Os resultados são de um estudo da UFMG (Universidade Federal de Minas Gerais), que pesquisou sobre a saúde mental das famílias atingidas pelo rompimento da barragem e que foi divulgado em abril deste ano. Foram ouvidas 276 vítimas individualmente, 42% são crianças e adolescentes, entre 10 e 17 anos. Nesse grupo, 91,7% testemunharam o desastre e 8,7% receberam notícias sobre ele.
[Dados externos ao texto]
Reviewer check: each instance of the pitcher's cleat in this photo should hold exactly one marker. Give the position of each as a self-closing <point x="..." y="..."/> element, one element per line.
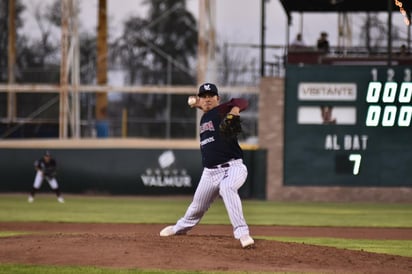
<point x="246" y="241"/>
<point x="167" y="231"/>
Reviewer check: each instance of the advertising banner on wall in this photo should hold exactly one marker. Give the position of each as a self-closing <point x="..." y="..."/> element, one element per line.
<point x="123" y="171"/>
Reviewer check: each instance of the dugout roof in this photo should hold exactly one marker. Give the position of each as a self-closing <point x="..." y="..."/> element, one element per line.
<point x="344" y="6"/>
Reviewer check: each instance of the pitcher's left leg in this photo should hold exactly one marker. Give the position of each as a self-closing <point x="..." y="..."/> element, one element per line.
<point x="234" y="178"/>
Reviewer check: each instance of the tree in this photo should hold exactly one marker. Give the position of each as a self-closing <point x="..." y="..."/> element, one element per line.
<point x="166" y="39"/>
<point x="158" y="50"/>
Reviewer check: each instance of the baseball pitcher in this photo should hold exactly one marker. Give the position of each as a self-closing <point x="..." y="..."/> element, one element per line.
<point x="223" y="169"/>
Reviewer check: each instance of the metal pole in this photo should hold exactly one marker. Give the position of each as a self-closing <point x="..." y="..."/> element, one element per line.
<point x="75" y="71"/>
<point x="11" y="98"/>
<point x="389" y="32"/>
<point x="262" y="42"/>
<point x="63" y="70"/>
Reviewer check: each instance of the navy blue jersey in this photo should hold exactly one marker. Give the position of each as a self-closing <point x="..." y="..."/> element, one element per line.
<point x="48" y="168"/>
<point x="214" y="148"/>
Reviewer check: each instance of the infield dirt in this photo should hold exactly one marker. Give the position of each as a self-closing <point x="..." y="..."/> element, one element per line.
<point x="206" y="247"/>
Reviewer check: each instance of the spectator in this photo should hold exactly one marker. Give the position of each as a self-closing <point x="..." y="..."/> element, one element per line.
<point x="298" y="42"/>
<point x="326" y="113"/>
<point x="403" y="51"/>
<point x="323" y="43"/>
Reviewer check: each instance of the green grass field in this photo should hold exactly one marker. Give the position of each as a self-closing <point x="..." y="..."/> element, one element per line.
<point x="98" y="209"/>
Entre os jovens, 39,1% possuem sinais de depressão e 26,1% apresentam ou já apresentaram comportamento suicida. Entre os adultos, o risco de suicídio foi identificado em 16,4% dos entrevistados. Em relação à depressão, a taxa de prevalência é dez vezes superior à observada na população geral desse público (3,5%). O risco de tirar a própria vida também está acima da média nacional, estimada em 7,1%.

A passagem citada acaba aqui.